NTSB Prelim: Diamond Aircraft Ind Inc DA 40

Witness 'Saw The Airplane “Bank Really Hard To The South, Back Across The Highway” As If The Airplane Were Trying To Turn Around'

Location: Cedar City, UT Accident Number: WPR22FA164
Date & Time: April 23, 2022, 18:48 Local Registration: N321PF
Aircraft: Diamond Aircraft Ind Inc DA 40 Injuries: 4 Fatal
Flight Conducted Under: Part 91: General aviation - Personal

On April 23, 2022, about 1848 mountain daylight time, a Diamond Aircraft, DA 40, N321PF, was destroyed when it was involved in an accident near Cedar City, Utah. The pilot and 3 passengers were fatally injured. The airplane was operated as a Title 14 Code of Federal Regulations Part 91 personal flight.

The operator reported that the pilot rented the airplane with the intent to fly a multi-leg round robin cross county flight from his home base of Spanish Fork Municipal Airport/Woodhouse Field (SPK), Spanish Fork, Utah. The pilot planned route of flight included intermediate stops at Cedar City Regional Airport (CDC), Bryce Canyon Airport (BCE), Canyonlands Regional Airport (CNY), Carbon County Regional Airport/Buck Davis Field (PUC), before returning to SPK.

The operator stated that the airplane departed SPK on the first leg of the flight with about 40 gallons of fuel.

Recorded airport surveillance video at CDC showed the accident airplane land at 1615 hours and taxi to the self-serve fuel pumps. The pilot and passengers disembarked, and the pilot refueled the airplane, adding about 14 gallons of fuel. The pilot and passengers subsequently boarded the airplane and taxied toward the runway.
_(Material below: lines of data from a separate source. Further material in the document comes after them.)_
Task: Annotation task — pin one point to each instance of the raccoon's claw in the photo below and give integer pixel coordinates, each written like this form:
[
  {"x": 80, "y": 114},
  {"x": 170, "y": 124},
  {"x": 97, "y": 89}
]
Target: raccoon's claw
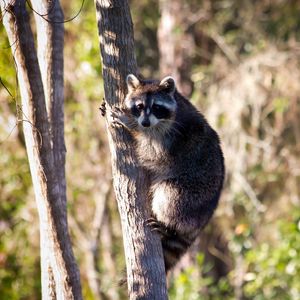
[
  {"x": 102, "y": 108},
  {"x": 158, "y": 227}
]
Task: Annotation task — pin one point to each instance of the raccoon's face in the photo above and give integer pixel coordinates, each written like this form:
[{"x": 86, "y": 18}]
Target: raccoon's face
[{"x": 151, "y": 103}]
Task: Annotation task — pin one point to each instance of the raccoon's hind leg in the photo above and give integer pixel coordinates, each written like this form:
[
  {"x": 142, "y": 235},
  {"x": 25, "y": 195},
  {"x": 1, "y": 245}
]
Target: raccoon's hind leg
[{"x": 174, "y": 244}]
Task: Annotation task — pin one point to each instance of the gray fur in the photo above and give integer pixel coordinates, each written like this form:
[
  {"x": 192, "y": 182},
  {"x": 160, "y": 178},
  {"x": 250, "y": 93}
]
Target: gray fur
[{"x": 183, "y": 156}]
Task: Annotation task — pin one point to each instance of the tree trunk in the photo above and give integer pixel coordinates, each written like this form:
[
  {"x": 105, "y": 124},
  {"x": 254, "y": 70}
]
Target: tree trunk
[
  {"x": 143, "y": 252},
  {"x": 60, "y": 276}
]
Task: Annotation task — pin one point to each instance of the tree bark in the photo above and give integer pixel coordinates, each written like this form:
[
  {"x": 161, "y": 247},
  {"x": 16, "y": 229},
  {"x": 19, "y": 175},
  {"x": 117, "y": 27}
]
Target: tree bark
[
  {"x": 60, "y": 276},
  {"x": 143, "y": 252}
]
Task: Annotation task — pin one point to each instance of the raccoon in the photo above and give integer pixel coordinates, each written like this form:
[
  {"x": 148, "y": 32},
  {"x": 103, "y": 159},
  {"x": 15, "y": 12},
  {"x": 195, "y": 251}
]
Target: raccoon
[{"x": 182, "y": 154}]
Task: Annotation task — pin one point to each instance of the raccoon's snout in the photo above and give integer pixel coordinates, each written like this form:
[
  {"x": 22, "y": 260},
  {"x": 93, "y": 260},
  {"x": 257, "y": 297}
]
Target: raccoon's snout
[{"x": 146, "y": 123}]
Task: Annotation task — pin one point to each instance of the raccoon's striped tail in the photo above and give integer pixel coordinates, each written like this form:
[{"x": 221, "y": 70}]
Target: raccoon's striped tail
[{"x": 174, "y": 244}]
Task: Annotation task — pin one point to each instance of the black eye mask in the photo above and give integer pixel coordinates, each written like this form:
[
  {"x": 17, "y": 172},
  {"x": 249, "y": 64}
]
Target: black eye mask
[{"x": 160, "y": 112}]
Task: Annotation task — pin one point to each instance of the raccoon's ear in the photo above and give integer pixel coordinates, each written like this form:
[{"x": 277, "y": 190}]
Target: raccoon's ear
[
  {"x": 132, "y": 82},
  {"x": 168, "y": 84}
]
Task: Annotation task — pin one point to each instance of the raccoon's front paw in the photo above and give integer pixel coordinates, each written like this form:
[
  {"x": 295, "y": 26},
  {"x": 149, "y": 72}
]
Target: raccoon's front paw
[
  {"x": 121, "y": 117},
  {"x": 118, "y": 116},
  {"x": 158, "y": 227}
]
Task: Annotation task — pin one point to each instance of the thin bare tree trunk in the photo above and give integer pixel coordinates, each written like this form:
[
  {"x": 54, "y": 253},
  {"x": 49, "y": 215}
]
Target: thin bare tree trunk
[
  {"x": 60, "y": 276},
  {"x": 143, "y": 252}
]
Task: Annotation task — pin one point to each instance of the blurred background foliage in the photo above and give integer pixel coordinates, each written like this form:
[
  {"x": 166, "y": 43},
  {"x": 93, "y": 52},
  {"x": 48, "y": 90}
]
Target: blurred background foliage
[{"x": 239, "y": 63}]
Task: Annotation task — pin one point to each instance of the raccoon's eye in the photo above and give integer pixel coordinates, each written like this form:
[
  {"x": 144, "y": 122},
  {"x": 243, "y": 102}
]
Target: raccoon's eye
[
  {"x": 140, "y": 106},
  {"x": 160, "y": 111},
  {"x": 157, "y": 107}
]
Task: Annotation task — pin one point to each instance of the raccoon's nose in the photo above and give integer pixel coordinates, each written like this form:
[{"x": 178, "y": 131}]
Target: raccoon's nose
[{"x": 146, "y": 123}]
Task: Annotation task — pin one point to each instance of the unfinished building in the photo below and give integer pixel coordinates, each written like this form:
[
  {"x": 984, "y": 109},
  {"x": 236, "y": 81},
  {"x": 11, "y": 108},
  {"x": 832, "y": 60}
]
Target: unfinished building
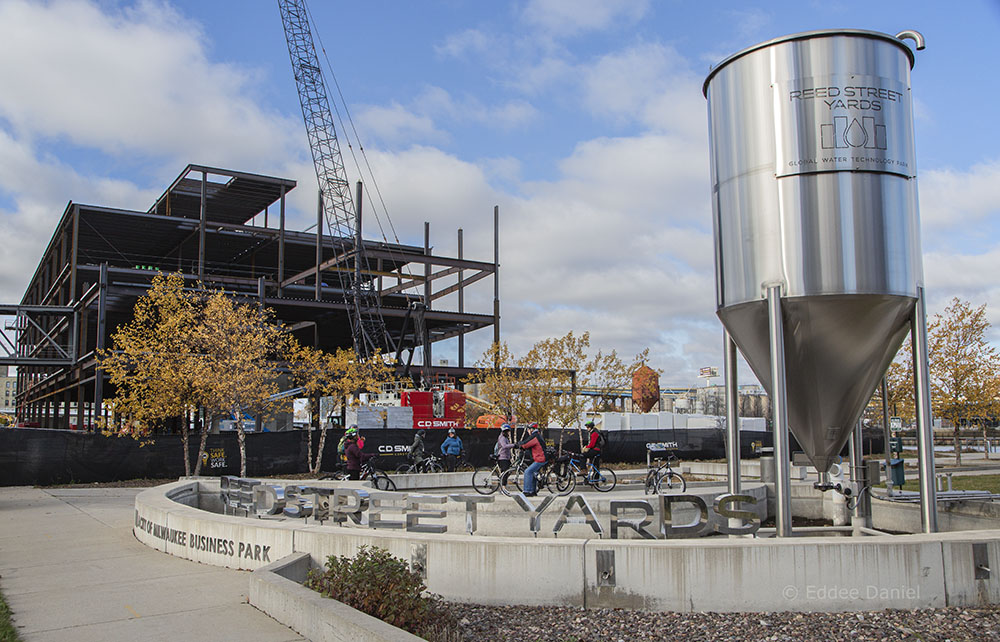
[{"x": 227, "y": 230}]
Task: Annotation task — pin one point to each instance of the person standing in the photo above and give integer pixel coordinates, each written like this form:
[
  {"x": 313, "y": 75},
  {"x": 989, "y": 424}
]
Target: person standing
[
  {"x": 534, "y": 443},
  {"x": 451, "y": 448},
  {"x": 417, "y": 452},
  {"x": 504, "y": 446},
  {"x": 355, "y": 458},
  {"x": 592, "y": 451}
]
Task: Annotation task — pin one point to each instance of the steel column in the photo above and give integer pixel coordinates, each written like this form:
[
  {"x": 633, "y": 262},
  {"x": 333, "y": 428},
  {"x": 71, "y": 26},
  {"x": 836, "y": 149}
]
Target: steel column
[
  {"x": 732, "y": 413},
  {"x": 886, "y": 436},
  {"x": 925, "y": 425},
  {"x": 102, "y": 314},
  {"x": 496, "y": 274},
  {"x": 855, "y": 453},
  {"x": 203, "y": 221},
  {"x": 281, "y": 242},
  {"x": 319, "y": 244},
  {"x": 461, "y": 306},
  {"x": 779, "y": 410},
  {"x": 428, "y": 357}
]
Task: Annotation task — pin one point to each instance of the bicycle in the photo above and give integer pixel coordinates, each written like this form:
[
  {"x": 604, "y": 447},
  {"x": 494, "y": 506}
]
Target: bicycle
[
  {"x": 600, "y": 478},
  {"x": 547, "y": 477},
  {"x": 378, "y": 479},
  {"x": 429, "y": 464},
  {"x": 486, "y": 481},
  {"x": 664, "y": 479}
]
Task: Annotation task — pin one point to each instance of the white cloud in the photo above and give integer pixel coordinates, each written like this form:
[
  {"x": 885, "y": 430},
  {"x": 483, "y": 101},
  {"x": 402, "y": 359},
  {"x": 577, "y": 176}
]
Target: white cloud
[
  {"x": 951, "y": 198},
  {"x": 395, "y": 124},
  {"x": 573, "y": 17},
  {"x": 126, "y": 86},
  {"x": 470, "y": 41},
  {"x": 129, "y": 81}
]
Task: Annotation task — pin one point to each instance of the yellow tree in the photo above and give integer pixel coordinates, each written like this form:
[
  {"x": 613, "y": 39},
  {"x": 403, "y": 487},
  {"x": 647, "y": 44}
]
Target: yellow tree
[
  {"x": 238, "y": 345},
  {"x": 899, "y": 385},
  {"x": 341, "y": 375},
  {"x": 964, "y": 368},
  {"x": 151, "y": 365},
  {"x": 499, "y": 379}
]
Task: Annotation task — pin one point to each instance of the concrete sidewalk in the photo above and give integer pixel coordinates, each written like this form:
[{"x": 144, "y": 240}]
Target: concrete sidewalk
[{"x": 70, "y": 569}]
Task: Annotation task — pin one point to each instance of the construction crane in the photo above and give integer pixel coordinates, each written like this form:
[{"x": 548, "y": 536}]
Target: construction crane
[{"x": 368, "y": 330}]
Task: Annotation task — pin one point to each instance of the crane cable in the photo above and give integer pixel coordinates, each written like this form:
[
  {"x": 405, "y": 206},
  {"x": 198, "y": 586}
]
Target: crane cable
[{"x": 357, "y": 137}]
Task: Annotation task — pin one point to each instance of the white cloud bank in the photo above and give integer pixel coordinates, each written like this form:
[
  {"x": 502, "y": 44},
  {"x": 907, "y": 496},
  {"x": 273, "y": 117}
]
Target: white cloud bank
[{"x": 618, "y": 243}]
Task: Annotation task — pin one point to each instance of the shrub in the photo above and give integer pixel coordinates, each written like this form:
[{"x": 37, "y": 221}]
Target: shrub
[{"x": 383, "y": 586}]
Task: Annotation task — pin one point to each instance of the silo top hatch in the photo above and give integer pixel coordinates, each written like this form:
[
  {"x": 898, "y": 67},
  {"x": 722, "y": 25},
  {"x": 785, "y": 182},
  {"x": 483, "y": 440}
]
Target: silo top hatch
[{"x": 807, "y": 35}]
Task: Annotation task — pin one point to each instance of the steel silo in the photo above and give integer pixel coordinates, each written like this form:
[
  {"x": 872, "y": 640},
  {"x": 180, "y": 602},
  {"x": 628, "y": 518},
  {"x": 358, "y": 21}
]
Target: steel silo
[{"x": 814, "y": 191}]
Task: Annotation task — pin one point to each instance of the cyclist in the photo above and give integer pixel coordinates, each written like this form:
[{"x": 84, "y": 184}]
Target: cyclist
[
  {"x": 354, "y": 455},
  {"x": 417, "y": 452},
  {"x": 451, "y": 448},
  {"x": 503, "y": 448},
  {"x": 533, "y": 442},
  {"x": 592, "y": 451}
]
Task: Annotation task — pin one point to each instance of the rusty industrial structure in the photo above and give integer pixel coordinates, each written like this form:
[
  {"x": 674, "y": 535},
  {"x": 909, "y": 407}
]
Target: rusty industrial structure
[{"x": 225, "y": 229}]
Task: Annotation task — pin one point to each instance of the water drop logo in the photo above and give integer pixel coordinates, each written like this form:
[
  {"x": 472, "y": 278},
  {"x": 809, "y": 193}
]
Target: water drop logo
[{"x": 847, "y": 132}]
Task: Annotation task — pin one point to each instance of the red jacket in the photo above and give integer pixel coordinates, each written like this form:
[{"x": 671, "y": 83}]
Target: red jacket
[{"x": 534, "y": 442}]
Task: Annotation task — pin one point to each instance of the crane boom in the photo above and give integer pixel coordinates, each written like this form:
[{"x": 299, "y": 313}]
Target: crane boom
[{"x": 368, "y": 330}]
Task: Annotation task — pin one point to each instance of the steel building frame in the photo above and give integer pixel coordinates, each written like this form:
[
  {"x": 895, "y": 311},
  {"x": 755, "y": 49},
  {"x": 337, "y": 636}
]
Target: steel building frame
[{"x": 216, "y": 227}]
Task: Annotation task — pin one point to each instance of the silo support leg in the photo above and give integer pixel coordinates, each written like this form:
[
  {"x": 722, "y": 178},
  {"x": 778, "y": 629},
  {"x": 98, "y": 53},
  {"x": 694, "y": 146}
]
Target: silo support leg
[
  {"x": 925, "y": 425},
  {"x": 779, "y": 410}
]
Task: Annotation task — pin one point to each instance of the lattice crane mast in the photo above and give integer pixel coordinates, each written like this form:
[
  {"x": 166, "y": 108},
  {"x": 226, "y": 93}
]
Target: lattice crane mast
[{"x": 368, "y": 329}]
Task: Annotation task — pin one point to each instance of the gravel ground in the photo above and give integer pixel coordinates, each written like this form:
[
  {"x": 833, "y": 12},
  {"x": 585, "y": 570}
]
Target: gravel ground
[{"x": 559, "y": 624}]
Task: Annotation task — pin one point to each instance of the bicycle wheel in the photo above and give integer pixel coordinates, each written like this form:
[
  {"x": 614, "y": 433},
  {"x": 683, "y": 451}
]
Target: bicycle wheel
[
  {"x": 485, "y": 481},
  {"x": 670, "y": 482},
  {"x": 605, "y": 480},
  {"x": 563, "y": 484},
  {"x": 511, "y": 481},
  {"x": 649, "y": 486},
  {"x": 381, "y": 481}
]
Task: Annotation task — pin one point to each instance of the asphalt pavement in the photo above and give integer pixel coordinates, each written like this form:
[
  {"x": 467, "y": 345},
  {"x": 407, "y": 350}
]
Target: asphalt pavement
[{"x": 71, "y": 569}]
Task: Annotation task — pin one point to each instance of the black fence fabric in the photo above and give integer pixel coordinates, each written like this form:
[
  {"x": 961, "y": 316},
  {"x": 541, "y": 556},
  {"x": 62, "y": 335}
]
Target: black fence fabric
[{"x": 38, "y": 456}]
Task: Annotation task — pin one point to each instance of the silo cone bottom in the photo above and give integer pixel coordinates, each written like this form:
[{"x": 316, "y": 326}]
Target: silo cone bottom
[{"x": 837, "y": 347}]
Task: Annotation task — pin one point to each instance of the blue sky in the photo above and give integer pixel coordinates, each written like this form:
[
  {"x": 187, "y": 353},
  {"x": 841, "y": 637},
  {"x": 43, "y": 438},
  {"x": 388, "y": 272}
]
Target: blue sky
[{"x": 582, "y": 119}]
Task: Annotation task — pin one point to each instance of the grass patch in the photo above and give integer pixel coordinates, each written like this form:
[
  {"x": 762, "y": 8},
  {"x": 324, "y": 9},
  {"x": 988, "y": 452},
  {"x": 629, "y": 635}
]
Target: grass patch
[{"x": 8, "y": 633}]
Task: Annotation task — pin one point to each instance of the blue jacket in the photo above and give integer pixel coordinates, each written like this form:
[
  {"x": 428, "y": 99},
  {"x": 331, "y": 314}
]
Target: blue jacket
[{"x": 451, "y": 446}]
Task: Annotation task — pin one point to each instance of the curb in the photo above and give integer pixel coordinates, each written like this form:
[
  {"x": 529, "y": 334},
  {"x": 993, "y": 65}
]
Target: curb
[{"x": 276, "y": 589}]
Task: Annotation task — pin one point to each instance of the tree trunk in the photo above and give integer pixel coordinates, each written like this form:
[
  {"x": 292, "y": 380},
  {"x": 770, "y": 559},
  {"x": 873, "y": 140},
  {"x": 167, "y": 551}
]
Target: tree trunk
[
  {"x": 241, "y": 438},
  {"x": 200, "y": 457},
  {"x": 958, "y": 446},
  {"x": 319, "y": 450},
  {"x": 184, "y": 443},
  {"x": 309, "y": 448}
]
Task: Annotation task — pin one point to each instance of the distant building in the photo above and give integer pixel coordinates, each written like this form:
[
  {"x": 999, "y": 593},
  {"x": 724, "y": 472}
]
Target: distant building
[{"x": 8, "y": 386}]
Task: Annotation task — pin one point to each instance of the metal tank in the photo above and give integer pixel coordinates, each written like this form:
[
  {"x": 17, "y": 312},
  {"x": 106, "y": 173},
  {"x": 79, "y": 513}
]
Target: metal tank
[{"x": 814, "y": 196}]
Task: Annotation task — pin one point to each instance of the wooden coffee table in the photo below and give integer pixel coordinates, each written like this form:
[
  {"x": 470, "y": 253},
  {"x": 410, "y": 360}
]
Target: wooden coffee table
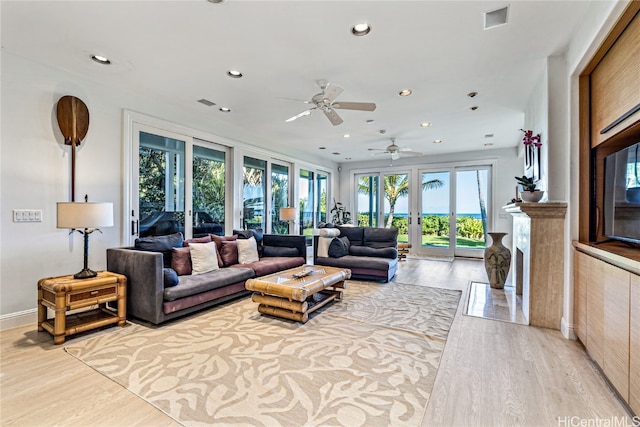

A pilot rated witness, who was driving down Cedar Canyon (westbound) on State Highway 14, reported that he observed what is believed to be the accident airplane flying up the canyon over the river, about 300 ft above ground level (agl). The witness stated that as the airplane was about to pass over their position, it turned left and then right, and that the maneuvers were quick and more like a rocking motion.

The witness added that propeller appeared to be under power and not windmilling. A second witness, who was traveling on State Highway 14 near the accident site, reported that they observed an airplane believed to be the accident airplane flying on an easterly heading, over the highway, about 200-300 ft above the ground (agl). The witness stated that other than being low, the airplane did not appear to be in distress, however; his vehicle windows were up, and he could not hear the airplane’s engine. After the airplane passed over their position, he looked in the mirror and saw the airplane “bank really hard to the south, back across the highway” as if the airplane were trying to turn around in the narrow canyon. The witness stated that at that point, the airplane’s wings appeared to be almost vertical and the airplane “didn’t look like it had enough speed to pull off that maneuver.”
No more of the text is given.